Silvia Costa illustriert Monteverdis Orfeo an der Staatsoper Hannover mit deprimierenden Friedhofsbildern.
Von Andreas Berger
Zugegeben, Monteverdis früher Orfeo ist natürlich eher ein Weltabschiedswerk als ein Muntermacher für freudigen Lebensgenuss. Andererseits startet die Oper mit einer der festlich-fröhlichsten Fanfaren ihrer beginnenden Geschichte, der geradezu demonstrative Einstand in das zu erwartende Lebensglück eines frisch vermählten Paares. Der Frühling bricht aus. In fast unerträglicher Harmonie beteuern sich Orfeo und Euridice ihre gegenseitige Liebe. Freunde beschwören ihr Glück. Und dann erst kommt die Nachricht von Euridices tödlichem Unfall, einst Schlangenbiss, bei Cocteau später zeitgerecht ein Verkehrstod: Eine jener unvorhersehbaren Katastrophen, die aus dem himmlischen Jauchzen in Todesbetrübtheit fallen lassen – aktuell wie eh und je.

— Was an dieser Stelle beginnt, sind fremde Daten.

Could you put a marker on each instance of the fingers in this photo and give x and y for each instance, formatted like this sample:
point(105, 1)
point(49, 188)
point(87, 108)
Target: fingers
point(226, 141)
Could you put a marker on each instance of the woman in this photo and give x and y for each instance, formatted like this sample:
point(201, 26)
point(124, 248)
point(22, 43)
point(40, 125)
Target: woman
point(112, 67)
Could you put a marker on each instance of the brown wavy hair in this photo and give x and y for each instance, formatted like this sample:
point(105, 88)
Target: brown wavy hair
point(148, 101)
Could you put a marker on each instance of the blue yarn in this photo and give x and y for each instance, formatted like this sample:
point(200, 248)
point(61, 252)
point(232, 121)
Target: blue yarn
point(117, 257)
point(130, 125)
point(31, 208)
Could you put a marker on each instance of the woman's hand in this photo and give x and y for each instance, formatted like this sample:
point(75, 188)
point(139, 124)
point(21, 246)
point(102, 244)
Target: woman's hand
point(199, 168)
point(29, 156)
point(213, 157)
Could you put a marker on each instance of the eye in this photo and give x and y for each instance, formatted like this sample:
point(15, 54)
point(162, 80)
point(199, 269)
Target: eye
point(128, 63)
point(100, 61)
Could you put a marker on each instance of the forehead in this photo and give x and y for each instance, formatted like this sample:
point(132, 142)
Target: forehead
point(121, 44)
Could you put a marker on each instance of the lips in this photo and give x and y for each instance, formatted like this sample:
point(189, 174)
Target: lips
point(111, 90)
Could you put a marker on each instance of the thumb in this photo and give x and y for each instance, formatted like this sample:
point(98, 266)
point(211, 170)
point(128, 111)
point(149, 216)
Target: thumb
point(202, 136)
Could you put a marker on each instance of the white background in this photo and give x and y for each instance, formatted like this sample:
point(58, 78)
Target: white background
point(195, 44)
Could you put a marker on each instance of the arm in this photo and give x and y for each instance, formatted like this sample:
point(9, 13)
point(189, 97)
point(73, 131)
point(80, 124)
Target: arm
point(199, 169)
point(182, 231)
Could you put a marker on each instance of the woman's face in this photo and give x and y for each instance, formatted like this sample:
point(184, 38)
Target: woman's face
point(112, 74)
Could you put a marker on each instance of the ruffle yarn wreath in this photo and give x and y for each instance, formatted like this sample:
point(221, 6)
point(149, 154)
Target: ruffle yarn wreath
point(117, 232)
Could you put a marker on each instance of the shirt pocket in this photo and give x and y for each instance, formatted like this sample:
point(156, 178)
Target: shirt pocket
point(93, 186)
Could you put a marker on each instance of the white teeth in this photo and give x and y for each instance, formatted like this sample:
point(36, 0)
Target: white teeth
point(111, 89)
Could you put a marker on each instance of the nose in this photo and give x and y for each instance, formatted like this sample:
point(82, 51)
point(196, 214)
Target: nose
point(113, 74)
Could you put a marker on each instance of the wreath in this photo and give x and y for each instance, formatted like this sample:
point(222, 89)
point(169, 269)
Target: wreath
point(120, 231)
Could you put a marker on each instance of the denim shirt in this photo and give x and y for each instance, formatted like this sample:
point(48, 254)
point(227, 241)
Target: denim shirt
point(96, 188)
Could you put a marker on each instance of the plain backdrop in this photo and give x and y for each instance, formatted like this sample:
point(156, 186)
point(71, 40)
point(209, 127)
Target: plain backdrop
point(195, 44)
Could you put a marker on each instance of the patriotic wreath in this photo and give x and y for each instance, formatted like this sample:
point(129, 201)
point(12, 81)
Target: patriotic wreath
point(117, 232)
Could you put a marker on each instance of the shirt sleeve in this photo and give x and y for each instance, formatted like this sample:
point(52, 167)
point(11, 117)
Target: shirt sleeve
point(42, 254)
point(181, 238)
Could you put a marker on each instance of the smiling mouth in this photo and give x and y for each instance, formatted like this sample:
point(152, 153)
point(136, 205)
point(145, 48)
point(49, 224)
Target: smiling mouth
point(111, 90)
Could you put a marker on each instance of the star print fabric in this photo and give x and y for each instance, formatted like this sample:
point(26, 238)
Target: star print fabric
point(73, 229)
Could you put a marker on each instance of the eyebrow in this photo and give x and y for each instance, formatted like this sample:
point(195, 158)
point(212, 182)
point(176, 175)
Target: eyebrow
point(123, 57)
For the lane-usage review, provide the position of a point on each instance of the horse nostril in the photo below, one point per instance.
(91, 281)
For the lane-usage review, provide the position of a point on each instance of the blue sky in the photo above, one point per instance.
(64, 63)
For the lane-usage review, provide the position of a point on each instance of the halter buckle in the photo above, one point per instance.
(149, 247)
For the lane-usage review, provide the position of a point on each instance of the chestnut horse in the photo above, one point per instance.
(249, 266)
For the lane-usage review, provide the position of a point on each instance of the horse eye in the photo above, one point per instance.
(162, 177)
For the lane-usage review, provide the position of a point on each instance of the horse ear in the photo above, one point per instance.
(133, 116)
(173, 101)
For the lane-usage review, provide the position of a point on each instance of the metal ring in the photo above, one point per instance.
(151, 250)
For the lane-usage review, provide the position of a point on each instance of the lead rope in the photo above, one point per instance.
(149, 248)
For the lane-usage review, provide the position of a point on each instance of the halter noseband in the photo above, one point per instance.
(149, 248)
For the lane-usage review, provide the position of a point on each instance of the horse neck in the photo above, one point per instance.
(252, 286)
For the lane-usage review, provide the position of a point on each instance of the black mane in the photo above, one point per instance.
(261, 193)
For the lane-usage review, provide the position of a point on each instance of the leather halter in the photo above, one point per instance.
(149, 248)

An der Staatsoper Hannover verweigert Silvia Costa, langjährige Mitarbeiterin von Romeo Castellucci, in ihrer rituellen Bühneninstallation diese Fallhöhe. Sie verweigert auch die psychologisierende Trauerarbeit, die mit Orfeos Gang in die Unterwelt beginnt. Es handelt sich dabei um nichts anderes als um den Abstieg ins Reich der Erinnerung; die Illusion, die Geliebte so wiederzubeleben; das unabdingbare Scheitern, das entweder zur Verkapselung des einstigen Glücksgefühls und neuer Weltzugewandtheit führt oder das, wie im Fall dieser Oper, völlige Lebensunfähigkeit und Entrücktheit in als himmlisch verbrämte Gefilde, vielleicht auch Verrücktheit oder Tod bedeutet.